Shedding of endothelial protein C receptor contributes to vasculopathy and renal injury in lupus: In vivo and in vitro evidence¹

Shedding of endothelial protein C receptor contributes to vasculopathy and renal injury in lupus: In vivo and in vitro evidence.

Background

Candidate biomarkers for vasculopathy in systemic lupus erythematosus (SLE) include circulating endothelial cells and the recently identified endothelial protein C receptor (EPCR) which, when shed, promotes a thrombotic diathesis. This study sought correlation between plasma levels of soluble EPCR and disease manifestation/severity, with a focus on lupus nephritis.

Methods

In 81 SLE patients (evaluated cross-sectionally and longitudinally) and 59 healthy controls, levels of soluble EPCR and soluble E-selectin were assessed by sandwich enzyme-linked immunosorbent assay (ELISA), circulating endothelial cells isolated by immunomagnetic separation, and EPCR gene polymorphisms determined. Mechanisms of vascular injury were addressed in vitro in human aortic endothelial cells (HAEC) cultured in the presence and absence of interferon-γ (IFN-γ).

Results

The mean level of soluble EPCR was significantly higher in SLE patients (263 ± 13 ng/mL) than controls (174 ± 11 ng/mL) (P < 0.0001). Patients with active or past renal involvement had significantly higher mean soluble EPCR levels (306 ± 21 ng/mL) (N = 40) than patients without nephritis (228 ± 14 ng/mL) (N = 41) (P = 0.0033). Mean soluble EPCR correlated positively with serum creatinine (R = 0.3429, P < 0.0001). The prevalence of the enhanced-shedding EPCR polymorphism A6936G was higher in SLE (41%) (N = 27) than controls (7%) (N = 29) (P = 0.0039).
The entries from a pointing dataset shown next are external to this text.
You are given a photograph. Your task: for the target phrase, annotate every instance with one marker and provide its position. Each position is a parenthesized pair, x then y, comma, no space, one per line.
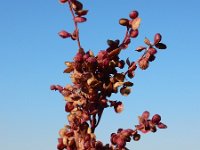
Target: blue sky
(32,58)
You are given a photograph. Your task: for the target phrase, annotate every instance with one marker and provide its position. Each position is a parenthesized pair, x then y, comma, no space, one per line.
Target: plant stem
(75,24)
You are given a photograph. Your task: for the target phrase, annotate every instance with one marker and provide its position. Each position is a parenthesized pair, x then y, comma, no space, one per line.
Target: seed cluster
(95,78)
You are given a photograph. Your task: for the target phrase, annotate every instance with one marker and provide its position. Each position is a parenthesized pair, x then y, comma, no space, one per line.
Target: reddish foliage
(95,79)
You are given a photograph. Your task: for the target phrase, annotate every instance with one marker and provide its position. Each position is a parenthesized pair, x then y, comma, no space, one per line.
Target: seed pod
(125,91)
(156,119)
(69,107)
(132,67)
(119,107)
(124,22)
(152,51)
(81,12)
(134,33)
(64,34)
(80,19)
(136,137)
(161,46)
(136,23)
(162,125)
(140,48)
(145,115)
(63,1)
(76,5)
(143,64)
(146,41)
(133,14)
(157,38)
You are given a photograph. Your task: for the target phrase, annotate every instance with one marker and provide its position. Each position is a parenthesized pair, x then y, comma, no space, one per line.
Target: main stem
(75,24)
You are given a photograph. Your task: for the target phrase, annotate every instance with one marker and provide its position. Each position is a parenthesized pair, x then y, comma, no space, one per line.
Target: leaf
(162,125)
(115,52)
(161,46)
(81,12)
(128,61)
(119,107)
(119,77)
(140,48)
(80,19)
(125,91)
(117,84)
(147,41)
(136,23)
(128,83)
(68,70)
(157,38)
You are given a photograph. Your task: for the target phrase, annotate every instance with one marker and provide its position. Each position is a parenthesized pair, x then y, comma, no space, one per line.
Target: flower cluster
(95,78)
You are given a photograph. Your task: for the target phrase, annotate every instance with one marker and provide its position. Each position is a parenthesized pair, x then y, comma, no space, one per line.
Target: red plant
(95,79)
Patient and control plasma were also interrogated for soluble E-selectin, a comparator plasma marker. The results suggest that soluble E-selectin and soluble EPCR are not equivalent end points of vasculopathy and endothelial perturbation in SLE. Although in SLE patients the absence or diminished expression of membrane EPCR on circulating endothelial cells varied, the rare circulating endothelial cells detected in controls invariably expressed membrane-bound EPCR. IFN-γ-treated HAEC expressed less membrane-bound EPCR [133 relative fluorescence units (rfu)] than untreated HAEC (275 rfu); more soluble EPCR was detected in IFN-γ-treated (1.1 ng/10⁶ cells) than untreated HAEC (0.65 ng/10⁶ cells) (P = 0.027).

Conclusion

The results obtained from this cross-sectional/longitudinal study support the hypothesis that the vascular dysfunction characteristic of SLE may be related to a dramatically altered distribution of EPCR, both soluble and membrane-bound forms.